If you were in a mission where an F35 can be replaced with a Rafale or Gripen, then you never actually needed an F35 - an MRCA would be more than enough.
If you expect to have the capacity to immobilize an S-300 array in Isfahan, Volgograd, or Pyongyang, then an F35 makes sense - and hence why the UAE, KSA, Qatar, Turkiye, Israel, Japan, and South Korea are trying to procure the F35.
> it's a relatively cheap, "stealth" 5th gen fighter jet making use of integrated sensor input
Yes, and as I pointed out in my example, it's not something that existing MRCAs are able to provide (it's a bodyframe plus composites issue), but for most buyers (especially in Europe) it never made much sense for the threat landscape they are facing.
Portugal was already on the fence, as they were looking at replacing their legacy F16 Fighting Falcon fleet [0], and an F-35 would have been unneccesary spend for that kind of a use case anyhow - hence why South Korea (Borhame) and Turkiye (Kaan) decided to build their own comparable versions of the F-16, and others such as the UAE and KSA decided to go with the Rafale or Eurofighter.
> relies on cloud-based services, including security updates for its on-device Kubernetes cluster
You don't need to use ALIS if you are using an F35.
For example, Israel chose to roll out their own interconnect (B-Net and IAI+Thales+BEL's Datalink) that they share with France and India, and are using a replacement in the F35 Adir. You never saw Israel complain despite Netanyahu's government publicly despising the Biden admin, because Israel began their own attempts at indigenization after the US-Iran talks began back in Obama 1.
The European countries that do use ALIS are those countries that do not have their own domestic interconnect (Netherlands) or don't want to buy from their French competitors (Germany)
> Nothing had changed about the plane’s performance. It’s just that, in the eyes of some international customers, the F-35 can’t fully be trusted anymore because of who is the commander-in-chief. Donald Trump has an affinity for authoritarianism, has exhibited poor treatment of NATO (whose Article 5 obligates collective defense), and, in particular, has threatened to annex Greenland and Canada.
Ignoring the biased language (affinity for authoritarianism.. lol), those reasons are not supported by their sources.
The qualms have been from the trade wars in particular, so leaders are using purchases of the F35 as a negotiating tactic.
Then the article attempts to intertwine software updates as reasoning, which is true, but has nothing to with Trump, as nothing has changed regarding that since previous admins.
I am glad to see people concerned about US military sales overseas though. Very important we keep that up /s
What about the famous “We like to tone them down about 10 percent, which probably makes sense because someday maybe they’re not our allies, right?” and the fact that USA recently withheld software updates for Ukrainian F16s?

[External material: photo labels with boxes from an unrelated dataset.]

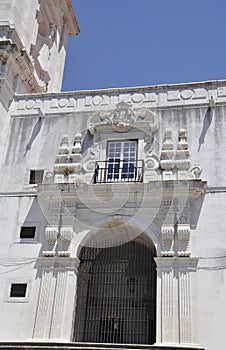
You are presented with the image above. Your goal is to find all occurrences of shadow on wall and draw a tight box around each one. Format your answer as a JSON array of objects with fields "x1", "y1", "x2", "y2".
[
  {"x1": 198, "y1": 107, "x2": 214, "y2": 152},
  {"x1": 22, "y1": 198, "x2": 47, "y2": 256},
  {"x1": 24, "y1": 118, "x2": 42, "y2": 157}
]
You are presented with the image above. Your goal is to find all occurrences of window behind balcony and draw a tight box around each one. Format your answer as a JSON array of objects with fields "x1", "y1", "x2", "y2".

Is that not enough of a reason to think twice before buying advanced american weapons?
Everything trump has been doing since he took the office aligns with russia’s long term goals. He is a traitor to freedom, democracy and his country.
Nor has the US aligned with Russia. Choosing to stop wasting billions of dollars propping up a Ukrainian dictator is hardly aligning with Russia. The US should be auditing the money dumped in Ukraine.
Europe doesn't dictate US policy. As for being aligned with Russia? It's Europe that is abandoning the foundations of Western Civilization, not the US. Further, the US has always been Europe's big brother that insured that no bad guys picked on them. It's time for Europe to grow up and defend itself or at least pay for what the US provides.
Can you tell me what the foundations of western culture civilization are in your opinion? And what is that US provides that Europe needs to start paying for? Europe paid for all military hardware purchased from US and the promise of protection has always been paid for with numerous military bases on European soil that are used by US to project force over the rest of the world. Especially the middle east.
I don't know, it seems pretty clear to me that it's the US that has departed Western civilisation and become just another repressive country with a big military like Russia or China.
To some extent it's fine if you want become a shithole country like those mentioned, but to insist at the same time that you maintain membership of the West and retain its mantle as its leader (or even more laughable, as "leader of the free world", that's far too much. You're not a Western country. Culturally far, far closer to an eastern despotic one, these days.
If you expect to have the capacity to immobilize an S-300 array in Isfahan, Volgograd, or Pyongyang, then an F35 makes sense - and hence why the UAE, KSA, Qatar, Turkiye, Israel, Japan, and South Korea are trying to procure the F35.